« A quoi songeaient les deux cavaliers dans la forêt »
La nuit était fort noire et la forêt très-sombre.
Hermann à mes côtés me paraissait une ombre.
Nos chevaux galopaient. A la garde de Dieu !
Les nuages du ciel ressemblaient à des marbres.
Les étoiles volaient dans les branches des arbres
Comme un essaim d’oiseaux de feu.
Je suis plein de regrets. Brisé par la souffrance,
L’esprit profond d’Hermann est vide d’espérance.
Je suis plein de regrets. O mes amours, dormez !
Or, tout en traversant ces solitudes vertes,
Hermann me dit : - Je songe aux tombes entr’ouvertes ; -
Et je lui dis : - Je pense aux tombeaux refermés.-
Lui regarde en avant : je regarde en arrière,
Nos chevaux galopaient à travers la clairière ;
Le vent nous apportait de lointains angelus ;
dit : - Je songe à ceux que l’existence afflige,
A ceux qui sont, à ceux qui vivent. - Moi, - lui dis-je,
Je pense à ceux qui ne sont plus !
Les fontaines chantaient. Que disaient les fontaines ?
Les chênes murmuraient. Que murmuraient les chênes ?
Les buissons chuchotaient comme d’anciens amis.
Hermann me dit : - Jamais les vivants ne sommeillent.
En ce moment, des yeux pleurent, d’autres yeux veillent.
Et je lui dis : - Hélas ! d’autres sont endormis !
Hermann reprit alors : - Le malheur, c’est la vie.
Les morts ne souffrent plus. Ils sont heureux ! j’envie
Leur fosse où l’herbe pousse, où s’effeuillent les bois.
Car la nuit les caresse avec ses douces flammes ;
Car le ciel rayonnant calme toutes les âmes
Dans tous les tombeaux à la fois !
Et je lui dis : - Tais-toi ! respect au noir mystère !
Les morts gisent couchés sous nos pieds dans la terre.
Les morts, ce sont les coeurs qui t’aimaient autrefois
C’est ton ange expiré ! c’est ton père et ta mère !
Ne les attristons point par l’ironie amère.
Comme à travers un rêve ils entendent nos voix.
Octobre 1853.
Introduction : lecture du texte, romantisme de Hugo (pensez aux tableaux étudiés dans le chapitre 5,
notamment ceux de Caspar David Friederich, auxquels le titre peut faire penser), place dans le
recueil (parlez des particularités du livre IV), ce qui amène au thème du poème : une « songerie »
sur la mort.
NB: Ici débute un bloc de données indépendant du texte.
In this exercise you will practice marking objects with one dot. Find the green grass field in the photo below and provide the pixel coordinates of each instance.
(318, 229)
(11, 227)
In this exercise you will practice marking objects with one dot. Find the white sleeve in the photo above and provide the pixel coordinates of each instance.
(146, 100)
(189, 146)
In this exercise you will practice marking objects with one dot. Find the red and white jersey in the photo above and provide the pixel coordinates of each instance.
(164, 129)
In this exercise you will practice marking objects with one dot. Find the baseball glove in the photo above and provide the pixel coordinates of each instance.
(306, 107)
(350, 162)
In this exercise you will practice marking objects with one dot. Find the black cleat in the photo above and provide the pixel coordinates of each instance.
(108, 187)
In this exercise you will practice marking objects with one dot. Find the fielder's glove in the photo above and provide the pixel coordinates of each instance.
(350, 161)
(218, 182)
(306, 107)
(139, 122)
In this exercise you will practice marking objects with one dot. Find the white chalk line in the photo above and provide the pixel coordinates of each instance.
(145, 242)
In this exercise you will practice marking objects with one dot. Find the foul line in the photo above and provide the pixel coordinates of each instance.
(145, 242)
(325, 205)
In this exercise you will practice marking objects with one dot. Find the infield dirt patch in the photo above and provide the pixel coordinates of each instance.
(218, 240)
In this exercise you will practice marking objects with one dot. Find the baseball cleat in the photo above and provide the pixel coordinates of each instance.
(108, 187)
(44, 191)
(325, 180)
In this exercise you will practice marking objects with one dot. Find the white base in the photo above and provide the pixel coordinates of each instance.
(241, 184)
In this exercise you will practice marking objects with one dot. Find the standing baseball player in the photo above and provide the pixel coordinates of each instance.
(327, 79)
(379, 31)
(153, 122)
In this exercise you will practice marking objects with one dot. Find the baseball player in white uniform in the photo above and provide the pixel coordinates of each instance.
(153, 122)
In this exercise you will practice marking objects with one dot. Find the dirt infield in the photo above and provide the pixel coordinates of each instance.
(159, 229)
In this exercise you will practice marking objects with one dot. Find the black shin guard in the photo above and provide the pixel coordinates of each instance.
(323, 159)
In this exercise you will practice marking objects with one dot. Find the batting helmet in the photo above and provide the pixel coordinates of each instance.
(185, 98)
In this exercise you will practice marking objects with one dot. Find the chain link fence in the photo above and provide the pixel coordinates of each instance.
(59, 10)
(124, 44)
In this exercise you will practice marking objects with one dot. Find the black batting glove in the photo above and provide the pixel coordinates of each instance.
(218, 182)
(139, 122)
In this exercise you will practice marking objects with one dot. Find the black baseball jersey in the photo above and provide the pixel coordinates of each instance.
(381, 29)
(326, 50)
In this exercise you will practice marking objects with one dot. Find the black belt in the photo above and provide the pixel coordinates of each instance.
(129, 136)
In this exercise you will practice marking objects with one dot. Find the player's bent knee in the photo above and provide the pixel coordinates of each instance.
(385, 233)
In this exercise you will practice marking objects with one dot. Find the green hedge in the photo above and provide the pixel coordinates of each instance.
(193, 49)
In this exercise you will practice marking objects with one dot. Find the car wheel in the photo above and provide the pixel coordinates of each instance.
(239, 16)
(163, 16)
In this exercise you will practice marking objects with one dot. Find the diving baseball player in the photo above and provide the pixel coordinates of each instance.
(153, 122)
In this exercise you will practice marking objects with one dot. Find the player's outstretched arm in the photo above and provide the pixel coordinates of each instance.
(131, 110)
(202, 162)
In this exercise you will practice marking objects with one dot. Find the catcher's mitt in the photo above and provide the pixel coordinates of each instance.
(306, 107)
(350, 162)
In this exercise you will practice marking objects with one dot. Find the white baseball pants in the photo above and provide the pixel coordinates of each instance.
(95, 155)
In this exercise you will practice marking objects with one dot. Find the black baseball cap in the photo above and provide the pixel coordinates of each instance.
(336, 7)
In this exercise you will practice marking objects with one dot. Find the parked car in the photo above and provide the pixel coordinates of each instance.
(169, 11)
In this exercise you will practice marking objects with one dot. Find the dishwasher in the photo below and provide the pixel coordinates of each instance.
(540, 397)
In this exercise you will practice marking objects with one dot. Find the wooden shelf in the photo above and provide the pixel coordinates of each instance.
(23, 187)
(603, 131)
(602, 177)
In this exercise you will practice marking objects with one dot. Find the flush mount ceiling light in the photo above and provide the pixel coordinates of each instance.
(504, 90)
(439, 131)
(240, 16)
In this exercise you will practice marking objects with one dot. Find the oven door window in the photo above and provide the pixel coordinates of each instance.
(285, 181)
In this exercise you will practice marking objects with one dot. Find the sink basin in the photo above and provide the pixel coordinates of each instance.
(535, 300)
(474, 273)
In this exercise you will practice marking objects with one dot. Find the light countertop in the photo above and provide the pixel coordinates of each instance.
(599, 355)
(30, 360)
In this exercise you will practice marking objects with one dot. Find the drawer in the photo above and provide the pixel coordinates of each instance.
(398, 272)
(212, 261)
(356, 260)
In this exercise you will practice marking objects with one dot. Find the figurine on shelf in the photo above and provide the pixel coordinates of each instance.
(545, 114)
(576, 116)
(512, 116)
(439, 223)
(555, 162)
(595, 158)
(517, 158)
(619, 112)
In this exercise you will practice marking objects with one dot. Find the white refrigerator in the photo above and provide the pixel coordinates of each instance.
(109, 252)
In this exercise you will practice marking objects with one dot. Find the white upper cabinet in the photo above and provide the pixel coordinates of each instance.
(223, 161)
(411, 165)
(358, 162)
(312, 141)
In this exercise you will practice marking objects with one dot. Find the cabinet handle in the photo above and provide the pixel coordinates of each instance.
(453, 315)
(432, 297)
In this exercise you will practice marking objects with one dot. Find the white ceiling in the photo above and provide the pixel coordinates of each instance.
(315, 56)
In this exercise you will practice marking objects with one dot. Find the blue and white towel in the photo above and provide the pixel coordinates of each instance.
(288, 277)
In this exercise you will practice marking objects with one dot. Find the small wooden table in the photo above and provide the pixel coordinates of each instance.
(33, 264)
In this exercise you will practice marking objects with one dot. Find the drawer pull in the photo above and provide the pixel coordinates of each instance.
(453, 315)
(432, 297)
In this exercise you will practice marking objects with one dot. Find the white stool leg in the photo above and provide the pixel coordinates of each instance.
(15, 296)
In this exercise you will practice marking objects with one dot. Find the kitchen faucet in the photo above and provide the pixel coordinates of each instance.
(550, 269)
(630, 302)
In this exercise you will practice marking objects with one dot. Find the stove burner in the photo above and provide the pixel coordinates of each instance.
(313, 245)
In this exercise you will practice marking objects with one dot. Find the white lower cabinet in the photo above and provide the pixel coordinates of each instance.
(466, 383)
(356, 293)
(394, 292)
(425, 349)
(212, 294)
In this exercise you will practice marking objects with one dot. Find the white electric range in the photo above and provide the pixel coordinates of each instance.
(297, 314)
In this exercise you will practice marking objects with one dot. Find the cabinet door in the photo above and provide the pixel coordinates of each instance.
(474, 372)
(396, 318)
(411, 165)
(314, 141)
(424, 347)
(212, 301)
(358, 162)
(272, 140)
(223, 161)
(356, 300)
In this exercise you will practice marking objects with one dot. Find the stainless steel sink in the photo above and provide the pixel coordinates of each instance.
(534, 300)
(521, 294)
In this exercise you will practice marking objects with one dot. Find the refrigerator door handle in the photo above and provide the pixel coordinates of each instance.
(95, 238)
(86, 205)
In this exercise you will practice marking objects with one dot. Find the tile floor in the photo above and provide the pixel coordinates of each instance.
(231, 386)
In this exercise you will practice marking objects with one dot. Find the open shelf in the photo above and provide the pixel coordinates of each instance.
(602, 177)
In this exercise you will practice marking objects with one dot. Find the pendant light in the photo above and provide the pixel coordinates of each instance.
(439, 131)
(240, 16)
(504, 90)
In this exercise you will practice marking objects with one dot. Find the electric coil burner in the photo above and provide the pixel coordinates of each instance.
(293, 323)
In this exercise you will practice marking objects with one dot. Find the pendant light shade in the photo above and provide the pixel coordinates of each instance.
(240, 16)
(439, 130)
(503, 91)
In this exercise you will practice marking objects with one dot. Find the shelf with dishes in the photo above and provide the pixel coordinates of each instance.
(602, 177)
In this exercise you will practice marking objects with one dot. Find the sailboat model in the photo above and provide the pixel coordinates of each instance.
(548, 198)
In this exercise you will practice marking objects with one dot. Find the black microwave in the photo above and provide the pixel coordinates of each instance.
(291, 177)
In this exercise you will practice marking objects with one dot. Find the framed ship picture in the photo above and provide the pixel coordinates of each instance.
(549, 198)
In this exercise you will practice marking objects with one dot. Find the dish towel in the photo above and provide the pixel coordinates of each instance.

Donnez ensuite le mouvement du texte, sa dynamique (c'est-à-dire le découpage en
parties dont vous voyez une proposition avec les titres ci-dessous).
Première partie : un décor mystérieux et magique (v.1-6)
Dans la première strophe, le poète nous décrit le paysage qui entoure les deux cavaliers du
titre. Il commence par donner le temps (« la nuit ») et le lieu (« la forêt »), avant de nous donner les
personnages (« Hermann » et le narrateur qui dit « je »), et de repartir dans la description de leur
environnement (« les nuages », « les étoiles », « les branches »). On constate ainsi des allers et
retour entre le lointain (jusqu'aux étoiles) et le proche, si bien que les cavaliers semblent se fondre
dans ce paysage qui les entoure. Ce paysage est plutôt ténébreux. On peut le voir par exemple avec
les adverbes intensifs « fort » et « très » associés à « noire » et « sombre », qui insistent sur la
noirceur. De plus, on peut dire que cette noirceur est comme accentuée par son contraste avec la
lumière à la fin de la strophe : « les étoiles », pourtant de faible luminosité, apparaissent « de feu »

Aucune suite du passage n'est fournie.